Last week, Afghanistan’s Major Crimes Task Force (MCTF) and a lesser-known division targeting high-level graft, the Sensitive Investigative Unit, jointly raided the home of Mohammed Zia Saleh, a top official who headed administration for Afghanistan’s National Security Council. The Journal explains the allegations against Saleh:
According to several Western officials, U.S.-backed investigators taped a conversation in which Mr. Saleh was negotiating a bribe—in the form of a car—in return for squashing an inquiry into the New Ansari Exchange, a large and influential money-transfer outfit. New Ansari has deep connections with prominent members of the Afghan government and the Karzai family, and, according to investigators, it is also suspected of links to Taliban insurgents and narcotics smugglers. The car, valued at about $10,000, was allegedly a small part of a larger proposed payoff, the officials said.
Saleh’s arrest by the anti-corruption units, which are run with the help of American and British adivisors, reportedly enraged Karzai, who viewed it as an assault of Afghan sovereignty. (Karzai apparently wasn’t made aware of the operation, which raises its own set of questions.) As in February, when he felt the international community encroaching on the elections watchdog, Karzai swooped in.
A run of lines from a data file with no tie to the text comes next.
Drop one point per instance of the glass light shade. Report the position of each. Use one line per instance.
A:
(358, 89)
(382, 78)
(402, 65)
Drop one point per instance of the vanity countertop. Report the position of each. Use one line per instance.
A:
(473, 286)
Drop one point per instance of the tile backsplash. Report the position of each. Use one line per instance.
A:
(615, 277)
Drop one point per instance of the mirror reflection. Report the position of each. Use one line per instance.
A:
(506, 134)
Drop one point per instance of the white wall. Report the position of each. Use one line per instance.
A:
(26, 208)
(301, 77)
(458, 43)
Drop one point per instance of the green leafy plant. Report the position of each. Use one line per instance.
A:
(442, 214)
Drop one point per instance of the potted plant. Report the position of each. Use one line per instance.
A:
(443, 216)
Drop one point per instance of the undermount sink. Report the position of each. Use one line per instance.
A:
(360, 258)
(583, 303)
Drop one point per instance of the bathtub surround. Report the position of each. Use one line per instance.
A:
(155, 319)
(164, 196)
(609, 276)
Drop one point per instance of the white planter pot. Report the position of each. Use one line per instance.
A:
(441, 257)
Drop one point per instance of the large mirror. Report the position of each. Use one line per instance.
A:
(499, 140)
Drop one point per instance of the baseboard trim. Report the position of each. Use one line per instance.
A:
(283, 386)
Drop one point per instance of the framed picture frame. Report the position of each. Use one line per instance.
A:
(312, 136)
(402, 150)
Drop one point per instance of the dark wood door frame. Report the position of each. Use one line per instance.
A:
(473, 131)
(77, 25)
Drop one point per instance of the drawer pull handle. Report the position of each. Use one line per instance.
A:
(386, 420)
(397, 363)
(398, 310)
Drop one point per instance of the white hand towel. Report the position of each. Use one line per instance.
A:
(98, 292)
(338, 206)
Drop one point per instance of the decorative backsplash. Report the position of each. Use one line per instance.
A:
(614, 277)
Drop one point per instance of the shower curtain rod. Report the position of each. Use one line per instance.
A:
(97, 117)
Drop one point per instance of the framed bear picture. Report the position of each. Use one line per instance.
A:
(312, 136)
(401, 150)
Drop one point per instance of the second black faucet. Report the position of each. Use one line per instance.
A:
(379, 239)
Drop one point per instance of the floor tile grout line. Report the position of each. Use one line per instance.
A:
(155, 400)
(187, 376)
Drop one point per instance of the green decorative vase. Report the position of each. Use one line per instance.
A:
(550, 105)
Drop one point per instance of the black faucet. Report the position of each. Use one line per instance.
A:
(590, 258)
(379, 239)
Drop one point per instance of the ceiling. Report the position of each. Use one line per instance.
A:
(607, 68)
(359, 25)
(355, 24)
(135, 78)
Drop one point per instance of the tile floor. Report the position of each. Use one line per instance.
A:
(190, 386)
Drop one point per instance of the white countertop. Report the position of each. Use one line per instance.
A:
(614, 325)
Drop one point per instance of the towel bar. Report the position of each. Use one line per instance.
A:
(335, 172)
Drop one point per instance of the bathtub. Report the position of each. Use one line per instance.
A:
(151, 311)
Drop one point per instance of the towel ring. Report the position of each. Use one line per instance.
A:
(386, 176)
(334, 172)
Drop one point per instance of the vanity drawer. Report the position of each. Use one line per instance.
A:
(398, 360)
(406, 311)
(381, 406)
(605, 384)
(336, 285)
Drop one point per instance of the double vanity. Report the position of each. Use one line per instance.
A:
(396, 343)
In this case, he’s putting in place a commission that will monitor “all of the activities” of both task forces, while also reviewing past and present investigations. “The president has ordered the commission to look into the overall practices of the MCTF because it seems that there are some aspects of where they went beyond the Afghan legislation and the constitution of Afghanistan,” Karzai’s top spokesman, Waheed Omar, said earlier this week.
Since the Obama administration ramped up pressure on Karzai to crack down on corruption, the Afghan leader has taken a schizophrenic approach to the issue, making contradictory statements that cast doubt on his commitment. He calls fighting graft a top priority, but later describes Afghanistan’s corruption problem is vastly overblown. He convenes an anti-corruption conference, then suggests in his speech that a recent anti-corruption coup (the prosecution of the mayor of Kabul) was a miscarriage of justice. He pledges that “individuals who are involved in corruption will have no place in the government,” but chafes when investigators stray too close to his inner circle.
Karzai’s latest move seems destined to neuter these two high-level law enforcement organizations—and it has already succeeded in reviving tensions between the Afghan and US governments. It surely sends another mixed message about Karzai’s anti-corruption commitment. The Major Crimes Task Force, in particular, has often been cited as one of Afghanistan’s anti-corruption success stories by US and Afghan officials alike. Now it’s just further evidence that the Obama administration’s strategy—of which anti-corruption initiatives are a key pillar—is faring poorly indeed.